Alasannya adalah niat secara potensial bisa berubah menjadi kesengajaan apabila
sudah di tunaikan menjadi perbuatan yang dituju. Artinya, semua perbuatan yang
diperlukan dalam kejahatan telah dilakukan, tetapi akibat yang dilarang tidak
timbul.
Moeljatno
(1985:22) juga menjelaskan bahwa kalau belum semua niat ditunaikan menjadi
perbuatan, maka niat masih ada dan merupakan sifat batin yang memberi arah
kepada tindak percobaan/poging. Oleh karena niat tidak sama dan tidak
bisa disamakan dengan kesengajaan, maka isinya niat jangan diambil dari sisi
kejahatannya dan karenanya diperlukan pembuktian tersendiri bahwa isinya niat
yang tertentu sudah ada sejak niat tersebut belum diwujudkan menjadi perbuatan
(Moeljatno, 1985:22).
Dalam konteks
penegakan hukum terkait dengan kasus TPPO, idealnya niat ini dipahami dalam
arti yang luas dan mencakup kesengajaan sebagai maksud atau tujuan, kesengajaan
sebagai kepastian dan kesengajaan sebagai kemungkinan. Dasar pikirnya adalah
selain sesuai dengan banyak yurisprudensi yang ada, pemaknaan niat secara luas
akan lebih menjamin tidak akan lolosnya pelaku TPPO dari jeratan hukum.

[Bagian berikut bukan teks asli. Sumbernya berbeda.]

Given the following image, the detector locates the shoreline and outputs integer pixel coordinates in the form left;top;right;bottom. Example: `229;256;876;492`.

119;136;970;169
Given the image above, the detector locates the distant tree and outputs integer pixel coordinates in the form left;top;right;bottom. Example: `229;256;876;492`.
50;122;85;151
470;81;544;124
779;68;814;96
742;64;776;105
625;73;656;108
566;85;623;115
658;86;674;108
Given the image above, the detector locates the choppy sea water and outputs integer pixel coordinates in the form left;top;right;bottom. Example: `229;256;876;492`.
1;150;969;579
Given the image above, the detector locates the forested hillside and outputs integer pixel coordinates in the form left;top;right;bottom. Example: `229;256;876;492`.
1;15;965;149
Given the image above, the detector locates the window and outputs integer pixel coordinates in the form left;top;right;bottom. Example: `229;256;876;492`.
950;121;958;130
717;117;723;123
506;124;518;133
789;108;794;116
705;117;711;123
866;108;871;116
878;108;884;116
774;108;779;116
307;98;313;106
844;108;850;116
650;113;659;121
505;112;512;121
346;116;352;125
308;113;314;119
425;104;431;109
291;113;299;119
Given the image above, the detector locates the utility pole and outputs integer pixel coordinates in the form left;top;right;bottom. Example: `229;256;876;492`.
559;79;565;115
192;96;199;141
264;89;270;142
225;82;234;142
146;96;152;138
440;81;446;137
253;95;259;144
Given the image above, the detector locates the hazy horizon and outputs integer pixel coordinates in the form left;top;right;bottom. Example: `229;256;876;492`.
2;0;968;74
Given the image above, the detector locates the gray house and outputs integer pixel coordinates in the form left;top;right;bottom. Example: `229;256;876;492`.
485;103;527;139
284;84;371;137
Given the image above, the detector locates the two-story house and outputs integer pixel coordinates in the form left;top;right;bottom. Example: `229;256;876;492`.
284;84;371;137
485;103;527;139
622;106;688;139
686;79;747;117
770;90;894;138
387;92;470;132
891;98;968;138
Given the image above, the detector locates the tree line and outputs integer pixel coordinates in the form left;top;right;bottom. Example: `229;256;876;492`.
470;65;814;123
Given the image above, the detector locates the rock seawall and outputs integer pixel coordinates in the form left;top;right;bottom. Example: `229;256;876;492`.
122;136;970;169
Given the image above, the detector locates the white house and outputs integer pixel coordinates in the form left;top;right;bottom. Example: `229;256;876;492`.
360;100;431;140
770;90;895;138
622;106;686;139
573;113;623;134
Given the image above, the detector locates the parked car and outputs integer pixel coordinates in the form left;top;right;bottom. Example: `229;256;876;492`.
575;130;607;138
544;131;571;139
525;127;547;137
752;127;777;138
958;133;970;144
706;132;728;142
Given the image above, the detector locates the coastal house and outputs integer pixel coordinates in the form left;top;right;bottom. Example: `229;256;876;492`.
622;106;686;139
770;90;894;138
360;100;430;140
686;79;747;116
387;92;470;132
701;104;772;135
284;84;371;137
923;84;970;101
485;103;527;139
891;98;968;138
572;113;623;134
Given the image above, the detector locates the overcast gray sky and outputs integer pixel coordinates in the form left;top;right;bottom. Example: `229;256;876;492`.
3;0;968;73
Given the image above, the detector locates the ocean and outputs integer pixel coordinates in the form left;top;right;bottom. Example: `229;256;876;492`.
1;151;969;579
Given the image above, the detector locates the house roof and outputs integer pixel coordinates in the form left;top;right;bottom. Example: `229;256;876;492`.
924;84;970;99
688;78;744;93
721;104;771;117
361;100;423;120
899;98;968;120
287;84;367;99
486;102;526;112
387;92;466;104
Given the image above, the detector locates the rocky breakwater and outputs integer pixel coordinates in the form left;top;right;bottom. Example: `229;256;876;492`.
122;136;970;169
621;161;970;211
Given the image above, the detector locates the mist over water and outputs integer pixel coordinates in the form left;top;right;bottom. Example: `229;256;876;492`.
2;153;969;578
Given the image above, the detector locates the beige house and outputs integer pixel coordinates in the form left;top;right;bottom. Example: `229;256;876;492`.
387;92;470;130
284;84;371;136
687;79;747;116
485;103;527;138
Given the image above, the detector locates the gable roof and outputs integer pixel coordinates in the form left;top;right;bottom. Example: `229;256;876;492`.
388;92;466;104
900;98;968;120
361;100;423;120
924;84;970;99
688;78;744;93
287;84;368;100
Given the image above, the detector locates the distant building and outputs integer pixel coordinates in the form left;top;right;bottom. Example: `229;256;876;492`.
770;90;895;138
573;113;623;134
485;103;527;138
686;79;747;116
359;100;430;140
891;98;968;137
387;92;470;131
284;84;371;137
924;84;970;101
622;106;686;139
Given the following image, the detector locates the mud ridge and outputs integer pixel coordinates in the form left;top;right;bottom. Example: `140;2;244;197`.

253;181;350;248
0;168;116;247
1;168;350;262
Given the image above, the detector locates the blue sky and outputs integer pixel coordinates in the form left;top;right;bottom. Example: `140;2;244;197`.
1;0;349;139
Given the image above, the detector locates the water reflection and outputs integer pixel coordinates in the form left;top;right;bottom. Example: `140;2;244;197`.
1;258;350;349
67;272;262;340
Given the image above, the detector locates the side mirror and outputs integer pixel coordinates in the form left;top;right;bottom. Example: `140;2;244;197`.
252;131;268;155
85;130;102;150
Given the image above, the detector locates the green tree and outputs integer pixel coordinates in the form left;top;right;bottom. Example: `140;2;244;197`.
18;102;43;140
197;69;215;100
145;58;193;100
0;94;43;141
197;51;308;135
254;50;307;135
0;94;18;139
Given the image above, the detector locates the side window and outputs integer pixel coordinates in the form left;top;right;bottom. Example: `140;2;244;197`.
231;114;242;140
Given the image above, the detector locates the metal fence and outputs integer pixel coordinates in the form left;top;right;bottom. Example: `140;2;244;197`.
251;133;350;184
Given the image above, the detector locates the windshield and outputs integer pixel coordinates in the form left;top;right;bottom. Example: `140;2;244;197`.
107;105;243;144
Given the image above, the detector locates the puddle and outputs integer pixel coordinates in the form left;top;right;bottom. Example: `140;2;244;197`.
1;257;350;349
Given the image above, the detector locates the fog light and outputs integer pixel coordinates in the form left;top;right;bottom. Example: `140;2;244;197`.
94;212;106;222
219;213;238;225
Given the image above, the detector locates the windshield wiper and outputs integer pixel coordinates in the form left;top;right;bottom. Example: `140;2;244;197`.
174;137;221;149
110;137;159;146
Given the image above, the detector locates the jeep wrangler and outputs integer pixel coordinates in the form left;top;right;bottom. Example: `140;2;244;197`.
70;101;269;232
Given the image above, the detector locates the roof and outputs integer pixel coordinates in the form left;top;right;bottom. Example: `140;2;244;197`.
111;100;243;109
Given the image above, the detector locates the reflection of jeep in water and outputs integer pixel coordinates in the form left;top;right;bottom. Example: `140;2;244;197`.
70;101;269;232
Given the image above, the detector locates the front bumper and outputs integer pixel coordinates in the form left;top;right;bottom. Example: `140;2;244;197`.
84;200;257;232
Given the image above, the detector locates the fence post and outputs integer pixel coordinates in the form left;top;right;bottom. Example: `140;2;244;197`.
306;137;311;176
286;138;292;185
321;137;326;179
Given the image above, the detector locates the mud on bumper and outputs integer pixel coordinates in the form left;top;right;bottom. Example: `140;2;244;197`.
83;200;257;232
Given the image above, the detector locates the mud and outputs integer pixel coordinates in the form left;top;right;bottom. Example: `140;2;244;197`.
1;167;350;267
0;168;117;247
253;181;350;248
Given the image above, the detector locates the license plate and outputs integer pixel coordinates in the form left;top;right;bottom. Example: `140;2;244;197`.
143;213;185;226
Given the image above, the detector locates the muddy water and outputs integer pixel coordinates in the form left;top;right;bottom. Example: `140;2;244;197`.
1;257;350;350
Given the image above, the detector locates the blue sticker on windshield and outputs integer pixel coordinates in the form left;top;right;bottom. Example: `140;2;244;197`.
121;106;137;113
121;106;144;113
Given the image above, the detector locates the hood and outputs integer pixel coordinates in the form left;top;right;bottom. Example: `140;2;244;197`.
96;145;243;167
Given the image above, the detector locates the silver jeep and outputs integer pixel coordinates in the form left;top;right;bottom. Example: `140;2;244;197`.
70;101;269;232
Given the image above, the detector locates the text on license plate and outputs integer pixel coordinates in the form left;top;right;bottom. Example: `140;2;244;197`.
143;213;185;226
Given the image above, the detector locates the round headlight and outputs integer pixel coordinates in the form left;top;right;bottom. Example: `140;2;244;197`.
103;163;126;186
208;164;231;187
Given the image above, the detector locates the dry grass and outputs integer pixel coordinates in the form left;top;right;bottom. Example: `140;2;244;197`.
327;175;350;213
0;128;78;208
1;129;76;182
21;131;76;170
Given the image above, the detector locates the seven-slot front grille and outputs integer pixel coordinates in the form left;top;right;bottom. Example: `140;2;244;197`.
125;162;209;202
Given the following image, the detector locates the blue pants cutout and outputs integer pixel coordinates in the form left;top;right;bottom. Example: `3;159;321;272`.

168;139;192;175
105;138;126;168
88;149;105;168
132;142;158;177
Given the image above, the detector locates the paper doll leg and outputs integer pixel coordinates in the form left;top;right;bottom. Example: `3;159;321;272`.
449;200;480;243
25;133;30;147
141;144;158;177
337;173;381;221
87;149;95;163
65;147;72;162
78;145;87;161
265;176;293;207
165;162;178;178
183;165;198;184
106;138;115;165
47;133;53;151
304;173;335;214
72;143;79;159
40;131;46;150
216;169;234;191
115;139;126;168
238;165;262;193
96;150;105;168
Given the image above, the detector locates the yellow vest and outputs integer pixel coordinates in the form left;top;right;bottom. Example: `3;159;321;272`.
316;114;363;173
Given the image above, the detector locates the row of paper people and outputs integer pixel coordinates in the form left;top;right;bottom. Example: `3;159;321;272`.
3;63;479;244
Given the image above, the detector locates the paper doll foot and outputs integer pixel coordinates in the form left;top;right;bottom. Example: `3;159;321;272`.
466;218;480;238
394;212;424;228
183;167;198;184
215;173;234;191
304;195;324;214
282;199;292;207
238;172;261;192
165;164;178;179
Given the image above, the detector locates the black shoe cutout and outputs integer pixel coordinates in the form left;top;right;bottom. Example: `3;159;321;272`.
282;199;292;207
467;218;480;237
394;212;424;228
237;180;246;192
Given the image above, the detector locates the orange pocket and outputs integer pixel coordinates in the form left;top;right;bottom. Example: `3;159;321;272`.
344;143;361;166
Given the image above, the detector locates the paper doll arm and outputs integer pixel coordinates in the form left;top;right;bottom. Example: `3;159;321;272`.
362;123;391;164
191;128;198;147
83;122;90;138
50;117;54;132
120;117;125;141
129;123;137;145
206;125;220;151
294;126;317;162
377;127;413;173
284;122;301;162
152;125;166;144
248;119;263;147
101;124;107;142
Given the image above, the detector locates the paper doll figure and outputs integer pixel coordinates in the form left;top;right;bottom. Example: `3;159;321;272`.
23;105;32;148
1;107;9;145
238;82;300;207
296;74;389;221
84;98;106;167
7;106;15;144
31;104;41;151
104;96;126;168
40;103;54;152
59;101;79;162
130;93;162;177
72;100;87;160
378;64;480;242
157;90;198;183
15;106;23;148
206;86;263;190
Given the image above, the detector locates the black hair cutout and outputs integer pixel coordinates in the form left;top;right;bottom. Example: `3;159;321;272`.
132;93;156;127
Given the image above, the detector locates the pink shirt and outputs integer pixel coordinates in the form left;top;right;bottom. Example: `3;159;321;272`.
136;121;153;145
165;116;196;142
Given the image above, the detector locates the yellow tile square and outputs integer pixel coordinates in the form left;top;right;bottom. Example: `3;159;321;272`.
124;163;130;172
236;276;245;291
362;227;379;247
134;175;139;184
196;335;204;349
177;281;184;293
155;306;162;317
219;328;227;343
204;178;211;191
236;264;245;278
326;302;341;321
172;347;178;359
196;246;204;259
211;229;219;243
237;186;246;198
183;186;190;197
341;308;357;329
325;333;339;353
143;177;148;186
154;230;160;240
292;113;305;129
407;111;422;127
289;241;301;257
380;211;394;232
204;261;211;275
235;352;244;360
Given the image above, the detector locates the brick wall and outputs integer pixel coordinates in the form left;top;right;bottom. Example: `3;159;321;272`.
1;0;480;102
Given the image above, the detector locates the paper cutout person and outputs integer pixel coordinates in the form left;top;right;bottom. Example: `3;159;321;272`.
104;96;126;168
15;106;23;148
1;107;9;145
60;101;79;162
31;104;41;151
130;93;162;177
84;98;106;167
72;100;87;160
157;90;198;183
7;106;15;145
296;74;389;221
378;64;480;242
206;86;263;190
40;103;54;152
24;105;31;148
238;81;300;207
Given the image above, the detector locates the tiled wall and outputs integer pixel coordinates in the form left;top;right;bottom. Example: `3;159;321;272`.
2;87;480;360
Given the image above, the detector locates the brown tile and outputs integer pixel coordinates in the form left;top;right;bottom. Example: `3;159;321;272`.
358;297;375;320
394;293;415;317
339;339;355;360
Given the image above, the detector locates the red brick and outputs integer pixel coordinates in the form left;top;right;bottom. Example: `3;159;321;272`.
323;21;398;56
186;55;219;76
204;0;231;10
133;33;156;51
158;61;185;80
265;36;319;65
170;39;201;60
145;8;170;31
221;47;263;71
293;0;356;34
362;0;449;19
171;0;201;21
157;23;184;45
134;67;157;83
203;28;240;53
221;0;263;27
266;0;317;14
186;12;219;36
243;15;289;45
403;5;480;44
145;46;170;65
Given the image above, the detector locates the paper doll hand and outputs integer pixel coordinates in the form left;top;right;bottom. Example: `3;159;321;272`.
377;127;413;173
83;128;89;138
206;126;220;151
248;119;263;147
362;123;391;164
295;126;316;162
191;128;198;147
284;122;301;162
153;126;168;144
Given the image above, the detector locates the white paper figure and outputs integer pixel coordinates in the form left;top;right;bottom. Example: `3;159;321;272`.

Syarat Kedua ialah adanya permualaan
pelaksanaan (begin van uitvoering). Permulaan pelaksanaan merupakan
syarat yang sangat penting diketahui untuk menentukan apakah telah terjadi
suatu percobaan melakukan tindak pidana/kejahatan atau belum. Karena, dalam
pandangan hukum pidana niat saja tidak cukup
untuk menuntut seseorang mempertangungjawabkan atas tercelanya sikap
batin pelaku. Secara faktual, niat yang belum diimplementasikan dalam suatu
bentuk perbuatan belum ada keberbahayaan terhadap kepentingan hukum yang
dilindungi oleh Undang-Undang.
Dalam proses
penegakan hukum, permulaan pelaksanaan (uitvoeringshandeling) harus
dibedakan
dari perbuatan persiapan (voorbereidingshandeling). Karena yang
dapat dipidana menurut
UUPTPPO, KUHPidana maupun produk hukum pidaana lainnya, hanyalah
permulaan
pelaksanaan (uitvoeringshandeling).
Sedangkan, jika masih
merupakan perbuatan persiapan (voorbereidingshandeling) untuk mulai
berbuat, tidak
dapat
dipidana.
Untuk membedakannya, Secara sederhana, permulaan pelaksanaan (uitvoeringshandeling) dapat dibedakan dari
suatu perbuatan persiapan (voorbereidingshandeling) berdasarkan proses
atau tata urutan suatu peristiwa pidana.
R. Soesilo
(1995:69-70), menjelaskan bahwa suatu perbuatan sudah boleh dikatakan sebagai
permulaan pelaksanaan (uitvoeringshandeling), apabila pelaku telah
mulai melakukan suatu anasir atau elemen dari peristiwa pidana. Jika pelaku
belum memulai dengan melakukan suatu anasir atau elemen ini, maka perbuatannya
itu masih harus dipandang sebagai perbuatan persiapan (voorbereidingshandeling).
Permulaan
pelaksanaan pada dasarnya merupakan permulaan pelaksanaan dari kejahatan yang dilakukan
pelaku sejalan dengan niatnya, bukan permulaan pelaksanaan dari niat (P. A. F. Lamintang, 2013:564). Menurut
Moeljatno (1985:28-29), yang harus diperhatikan dalam menentukan adanya
permulaan pelaksanaan dalam delik percobaan, yaitu sifat atau inti dari delik (bestanddeel delict) percobaan dan
sifat atau inti dari delik (bestanddeel delict) pada umumnya.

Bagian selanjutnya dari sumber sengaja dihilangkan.